Biologic agents like adalimumab (HUMIRA) have proven to be efficacious and well-tolerated in patients with non-infectious uveitis — and yet, a subset of patients fail to respond to these targeted immune therapies.
According to a late-breaking presentation given at the American Academy of Ophthalmology (AAO) 2020 Virtual Conference, single-cell RNA sequencing has the potential to ultimately elucidate this treatment gap and provide insight into the driving factors behind the disease and immune response.
In an interview with HCPLive®, Lynn Hassman, MD, PhD, Assistant Professor, Ophthalmology and Visual Sciences, Washington University School of Medicine in St. Louis, discussed the need for this new technology as well as its clinical implications.
“As an immunologist, what that [treatment] gap tells me is that there are some patients whose immune response—and potentially some types of uveitis—may not be driven by TNF-α, the molecule targeted by Humira,” she said. “Therefore, Humira is probably never going to work for those patients.”
She explained how these responses (or non-responses) are determined through clinical trials. However, she stressed the necessity to predict response prior to treatment.

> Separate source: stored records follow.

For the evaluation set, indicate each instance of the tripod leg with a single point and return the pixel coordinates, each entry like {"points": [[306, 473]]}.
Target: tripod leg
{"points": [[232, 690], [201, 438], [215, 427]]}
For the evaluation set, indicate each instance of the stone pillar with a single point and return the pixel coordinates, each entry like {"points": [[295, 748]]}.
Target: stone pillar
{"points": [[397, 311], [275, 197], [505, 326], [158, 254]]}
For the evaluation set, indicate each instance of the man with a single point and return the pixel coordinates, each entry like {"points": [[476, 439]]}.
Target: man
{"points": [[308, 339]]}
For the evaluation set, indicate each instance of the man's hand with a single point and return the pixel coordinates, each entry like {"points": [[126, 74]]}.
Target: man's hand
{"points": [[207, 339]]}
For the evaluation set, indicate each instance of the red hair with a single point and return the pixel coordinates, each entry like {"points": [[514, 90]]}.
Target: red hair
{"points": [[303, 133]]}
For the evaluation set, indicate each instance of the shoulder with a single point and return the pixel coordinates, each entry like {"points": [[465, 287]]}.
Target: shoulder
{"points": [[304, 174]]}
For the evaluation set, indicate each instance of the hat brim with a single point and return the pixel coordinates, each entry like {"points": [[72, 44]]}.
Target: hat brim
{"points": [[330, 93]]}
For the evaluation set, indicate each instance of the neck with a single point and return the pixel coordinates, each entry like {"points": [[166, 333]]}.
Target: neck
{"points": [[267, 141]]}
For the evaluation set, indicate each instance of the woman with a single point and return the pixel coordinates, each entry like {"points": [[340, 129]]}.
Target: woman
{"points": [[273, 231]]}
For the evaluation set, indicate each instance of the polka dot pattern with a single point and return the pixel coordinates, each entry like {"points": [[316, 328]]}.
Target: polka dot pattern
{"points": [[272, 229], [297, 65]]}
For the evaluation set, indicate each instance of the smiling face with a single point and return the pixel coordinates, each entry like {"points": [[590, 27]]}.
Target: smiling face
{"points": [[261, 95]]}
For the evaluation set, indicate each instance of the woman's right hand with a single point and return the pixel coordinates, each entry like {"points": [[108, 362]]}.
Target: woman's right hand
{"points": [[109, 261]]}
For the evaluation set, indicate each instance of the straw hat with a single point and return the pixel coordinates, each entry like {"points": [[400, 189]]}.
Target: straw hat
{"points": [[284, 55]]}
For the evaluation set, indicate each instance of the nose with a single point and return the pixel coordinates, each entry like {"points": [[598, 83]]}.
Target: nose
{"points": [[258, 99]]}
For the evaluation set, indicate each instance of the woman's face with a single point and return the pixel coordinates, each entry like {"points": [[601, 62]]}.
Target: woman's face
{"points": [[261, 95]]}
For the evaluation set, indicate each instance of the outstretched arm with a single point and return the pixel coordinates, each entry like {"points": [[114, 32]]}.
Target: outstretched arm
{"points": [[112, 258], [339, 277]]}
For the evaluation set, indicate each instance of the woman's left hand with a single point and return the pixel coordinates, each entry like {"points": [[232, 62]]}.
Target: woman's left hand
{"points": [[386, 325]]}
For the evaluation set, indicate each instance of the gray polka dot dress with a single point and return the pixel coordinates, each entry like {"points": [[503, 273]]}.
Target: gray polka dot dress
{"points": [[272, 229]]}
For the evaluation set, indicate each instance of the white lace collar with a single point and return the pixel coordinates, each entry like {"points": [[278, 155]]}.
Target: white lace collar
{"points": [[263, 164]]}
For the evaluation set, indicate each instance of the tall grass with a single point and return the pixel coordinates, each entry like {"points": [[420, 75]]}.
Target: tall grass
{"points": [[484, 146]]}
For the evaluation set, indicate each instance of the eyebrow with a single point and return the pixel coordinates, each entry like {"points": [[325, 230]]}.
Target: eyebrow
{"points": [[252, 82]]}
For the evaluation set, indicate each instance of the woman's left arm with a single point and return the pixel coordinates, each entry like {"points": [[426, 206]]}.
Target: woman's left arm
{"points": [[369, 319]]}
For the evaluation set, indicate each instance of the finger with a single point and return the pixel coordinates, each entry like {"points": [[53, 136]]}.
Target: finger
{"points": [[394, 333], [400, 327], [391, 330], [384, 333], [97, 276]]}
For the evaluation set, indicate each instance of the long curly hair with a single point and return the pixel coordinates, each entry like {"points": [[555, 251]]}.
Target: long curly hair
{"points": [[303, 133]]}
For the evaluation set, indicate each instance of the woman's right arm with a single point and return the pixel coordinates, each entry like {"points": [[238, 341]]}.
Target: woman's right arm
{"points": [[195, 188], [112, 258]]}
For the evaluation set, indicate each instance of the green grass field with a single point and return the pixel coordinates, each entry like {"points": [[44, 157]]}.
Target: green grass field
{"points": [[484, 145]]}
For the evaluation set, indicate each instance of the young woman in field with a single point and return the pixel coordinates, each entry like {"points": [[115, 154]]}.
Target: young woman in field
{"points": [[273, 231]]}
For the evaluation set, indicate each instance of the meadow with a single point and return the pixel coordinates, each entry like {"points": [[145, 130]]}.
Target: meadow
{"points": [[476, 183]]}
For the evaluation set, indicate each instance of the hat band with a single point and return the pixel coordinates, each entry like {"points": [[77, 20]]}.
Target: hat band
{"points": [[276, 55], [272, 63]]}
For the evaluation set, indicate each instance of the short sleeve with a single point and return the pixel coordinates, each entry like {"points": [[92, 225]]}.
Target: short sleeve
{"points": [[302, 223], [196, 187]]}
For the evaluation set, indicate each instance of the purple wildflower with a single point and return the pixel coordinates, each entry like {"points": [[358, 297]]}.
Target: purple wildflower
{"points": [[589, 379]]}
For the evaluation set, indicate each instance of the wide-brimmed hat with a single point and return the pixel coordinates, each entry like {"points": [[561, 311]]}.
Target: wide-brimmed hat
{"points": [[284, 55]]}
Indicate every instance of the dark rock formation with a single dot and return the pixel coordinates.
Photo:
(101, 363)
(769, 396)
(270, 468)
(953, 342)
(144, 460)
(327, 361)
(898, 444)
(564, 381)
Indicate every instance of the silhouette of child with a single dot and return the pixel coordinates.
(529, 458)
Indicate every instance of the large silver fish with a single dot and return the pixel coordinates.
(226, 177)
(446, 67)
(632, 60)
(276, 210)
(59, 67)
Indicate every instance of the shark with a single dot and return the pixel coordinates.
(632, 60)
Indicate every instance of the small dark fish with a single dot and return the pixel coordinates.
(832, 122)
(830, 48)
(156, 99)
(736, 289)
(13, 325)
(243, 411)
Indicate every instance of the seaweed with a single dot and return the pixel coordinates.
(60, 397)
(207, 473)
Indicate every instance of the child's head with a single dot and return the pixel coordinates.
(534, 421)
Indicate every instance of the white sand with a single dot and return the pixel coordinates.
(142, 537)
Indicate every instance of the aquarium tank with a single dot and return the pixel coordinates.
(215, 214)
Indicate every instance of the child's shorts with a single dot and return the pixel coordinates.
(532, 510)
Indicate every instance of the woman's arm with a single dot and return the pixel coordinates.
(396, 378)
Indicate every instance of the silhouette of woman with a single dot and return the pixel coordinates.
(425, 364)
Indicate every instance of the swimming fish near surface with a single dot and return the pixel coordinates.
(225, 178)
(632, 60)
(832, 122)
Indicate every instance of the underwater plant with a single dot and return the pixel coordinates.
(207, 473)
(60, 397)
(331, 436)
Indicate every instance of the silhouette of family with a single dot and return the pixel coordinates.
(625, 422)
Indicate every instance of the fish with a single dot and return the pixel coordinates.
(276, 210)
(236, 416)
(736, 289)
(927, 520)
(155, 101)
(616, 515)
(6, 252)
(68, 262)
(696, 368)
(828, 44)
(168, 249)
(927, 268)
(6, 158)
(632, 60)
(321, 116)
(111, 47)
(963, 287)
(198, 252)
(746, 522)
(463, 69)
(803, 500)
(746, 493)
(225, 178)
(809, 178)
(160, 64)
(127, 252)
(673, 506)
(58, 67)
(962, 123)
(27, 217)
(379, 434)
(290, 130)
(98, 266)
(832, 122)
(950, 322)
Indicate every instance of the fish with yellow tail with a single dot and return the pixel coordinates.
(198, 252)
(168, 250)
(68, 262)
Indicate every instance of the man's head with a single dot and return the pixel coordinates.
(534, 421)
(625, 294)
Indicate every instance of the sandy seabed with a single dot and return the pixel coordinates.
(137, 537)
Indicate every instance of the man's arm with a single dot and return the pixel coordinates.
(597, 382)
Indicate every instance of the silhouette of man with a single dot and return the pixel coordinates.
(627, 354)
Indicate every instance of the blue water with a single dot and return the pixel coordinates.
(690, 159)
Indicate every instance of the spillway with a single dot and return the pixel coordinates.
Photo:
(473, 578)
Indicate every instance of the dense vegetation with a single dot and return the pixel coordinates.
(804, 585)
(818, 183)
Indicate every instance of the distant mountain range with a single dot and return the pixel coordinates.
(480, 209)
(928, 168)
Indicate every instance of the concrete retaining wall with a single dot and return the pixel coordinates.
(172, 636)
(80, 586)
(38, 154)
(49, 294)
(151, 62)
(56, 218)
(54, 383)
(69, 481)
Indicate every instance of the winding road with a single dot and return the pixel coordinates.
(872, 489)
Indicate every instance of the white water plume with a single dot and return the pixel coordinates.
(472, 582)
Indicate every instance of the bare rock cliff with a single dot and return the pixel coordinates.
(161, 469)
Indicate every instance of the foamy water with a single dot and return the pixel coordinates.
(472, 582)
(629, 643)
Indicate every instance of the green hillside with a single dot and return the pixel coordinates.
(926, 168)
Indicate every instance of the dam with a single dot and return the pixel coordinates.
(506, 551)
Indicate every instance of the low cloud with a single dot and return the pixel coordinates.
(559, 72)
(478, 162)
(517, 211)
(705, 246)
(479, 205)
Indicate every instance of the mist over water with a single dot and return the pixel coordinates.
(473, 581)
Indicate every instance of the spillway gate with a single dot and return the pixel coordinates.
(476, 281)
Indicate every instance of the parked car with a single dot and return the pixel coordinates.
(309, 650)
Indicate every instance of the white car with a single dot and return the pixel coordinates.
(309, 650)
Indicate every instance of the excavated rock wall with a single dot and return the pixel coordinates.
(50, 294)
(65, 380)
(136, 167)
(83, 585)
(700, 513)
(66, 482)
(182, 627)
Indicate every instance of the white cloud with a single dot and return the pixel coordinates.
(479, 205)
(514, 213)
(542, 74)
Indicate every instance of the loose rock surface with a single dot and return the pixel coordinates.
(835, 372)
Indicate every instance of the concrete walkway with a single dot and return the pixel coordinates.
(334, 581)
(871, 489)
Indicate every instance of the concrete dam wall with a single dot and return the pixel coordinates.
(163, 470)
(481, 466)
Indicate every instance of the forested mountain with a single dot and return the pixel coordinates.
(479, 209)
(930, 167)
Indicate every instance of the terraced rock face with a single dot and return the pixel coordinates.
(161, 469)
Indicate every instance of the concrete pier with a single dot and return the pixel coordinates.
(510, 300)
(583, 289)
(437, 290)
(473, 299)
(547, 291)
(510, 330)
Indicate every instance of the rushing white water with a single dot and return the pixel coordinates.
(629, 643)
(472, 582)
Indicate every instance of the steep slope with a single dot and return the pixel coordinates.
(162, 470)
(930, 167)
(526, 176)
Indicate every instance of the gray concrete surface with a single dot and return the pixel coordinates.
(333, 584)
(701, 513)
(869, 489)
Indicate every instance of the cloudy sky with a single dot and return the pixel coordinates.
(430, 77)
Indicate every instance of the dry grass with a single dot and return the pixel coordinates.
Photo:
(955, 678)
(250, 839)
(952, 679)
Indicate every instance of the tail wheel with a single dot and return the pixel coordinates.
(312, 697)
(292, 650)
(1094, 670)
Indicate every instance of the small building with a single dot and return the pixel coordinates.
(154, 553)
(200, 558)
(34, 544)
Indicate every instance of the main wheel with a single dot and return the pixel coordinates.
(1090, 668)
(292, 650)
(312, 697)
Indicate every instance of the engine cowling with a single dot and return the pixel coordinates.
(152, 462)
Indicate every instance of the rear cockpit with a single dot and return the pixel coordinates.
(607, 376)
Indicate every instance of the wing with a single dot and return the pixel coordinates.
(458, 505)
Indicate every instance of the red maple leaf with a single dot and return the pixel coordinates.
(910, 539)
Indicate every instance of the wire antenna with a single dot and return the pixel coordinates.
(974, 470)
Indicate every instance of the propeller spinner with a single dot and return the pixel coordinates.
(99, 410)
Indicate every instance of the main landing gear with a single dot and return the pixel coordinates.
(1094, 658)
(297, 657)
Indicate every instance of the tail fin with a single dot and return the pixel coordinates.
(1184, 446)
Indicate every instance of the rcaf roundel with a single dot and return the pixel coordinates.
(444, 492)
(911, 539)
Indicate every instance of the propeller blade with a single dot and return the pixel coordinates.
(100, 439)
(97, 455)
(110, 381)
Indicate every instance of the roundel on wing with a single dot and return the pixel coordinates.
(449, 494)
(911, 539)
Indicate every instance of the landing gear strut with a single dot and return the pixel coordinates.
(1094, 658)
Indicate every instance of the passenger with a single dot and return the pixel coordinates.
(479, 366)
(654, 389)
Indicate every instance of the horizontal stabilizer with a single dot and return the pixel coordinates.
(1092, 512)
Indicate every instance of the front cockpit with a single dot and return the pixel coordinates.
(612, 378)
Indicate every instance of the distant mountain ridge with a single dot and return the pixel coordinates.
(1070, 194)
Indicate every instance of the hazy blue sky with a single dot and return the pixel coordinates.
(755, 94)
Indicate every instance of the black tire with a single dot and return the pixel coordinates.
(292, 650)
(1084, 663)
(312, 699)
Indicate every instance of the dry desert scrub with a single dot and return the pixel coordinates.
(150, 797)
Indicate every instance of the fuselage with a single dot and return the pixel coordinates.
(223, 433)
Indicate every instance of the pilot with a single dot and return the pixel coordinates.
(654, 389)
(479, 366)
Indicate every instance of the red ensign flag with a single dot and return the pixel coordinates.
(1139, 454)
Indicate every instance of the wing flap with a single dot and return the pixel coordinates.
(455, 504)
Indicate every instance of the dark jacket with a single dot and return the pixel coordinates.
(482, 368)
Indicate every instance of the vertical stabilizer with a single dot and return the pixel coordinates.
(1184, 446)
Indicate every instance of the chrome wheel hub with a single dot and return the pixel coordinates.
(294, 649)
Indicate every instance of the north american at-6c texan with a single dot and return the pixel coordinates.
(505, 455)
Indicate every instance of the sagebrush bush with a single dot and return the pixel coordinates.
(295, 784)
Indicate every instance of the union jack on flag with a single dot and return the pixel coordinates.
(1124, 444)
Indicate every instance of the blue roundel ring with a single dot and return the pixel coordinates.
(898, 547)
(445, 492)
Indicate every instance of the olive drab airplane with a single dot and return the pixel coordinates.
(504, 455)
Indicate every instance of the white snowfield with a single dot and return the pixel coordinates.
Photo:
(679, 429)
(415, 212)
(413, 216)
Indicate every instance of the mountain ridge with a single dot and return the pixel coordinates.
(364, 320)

Her presentation focused on the ability of single-cell RNA sequencing to characterize differences between uveitis types and patients.
“This technology is revolutionizing our ability to study immune cells in the eye,” she said.
For example, she cited its power in producing a vast and deep amount of information from small amount of eye fluid, among other promising features.
So far, Hassman and her team have only studied a small number of patients. However, she has been encouraged by observed specifics of the disease made possible by the technology.
“The data that I present is not ready for [physicians] to change the way that they treat the vast majority of patients that they see,” she noted. “But, as we accumulate more data, and do more studies using this technology, we will start to find trends and patterns in the types of molecules that are expressed in different types of uveitis that are going to suggest treatments to try.”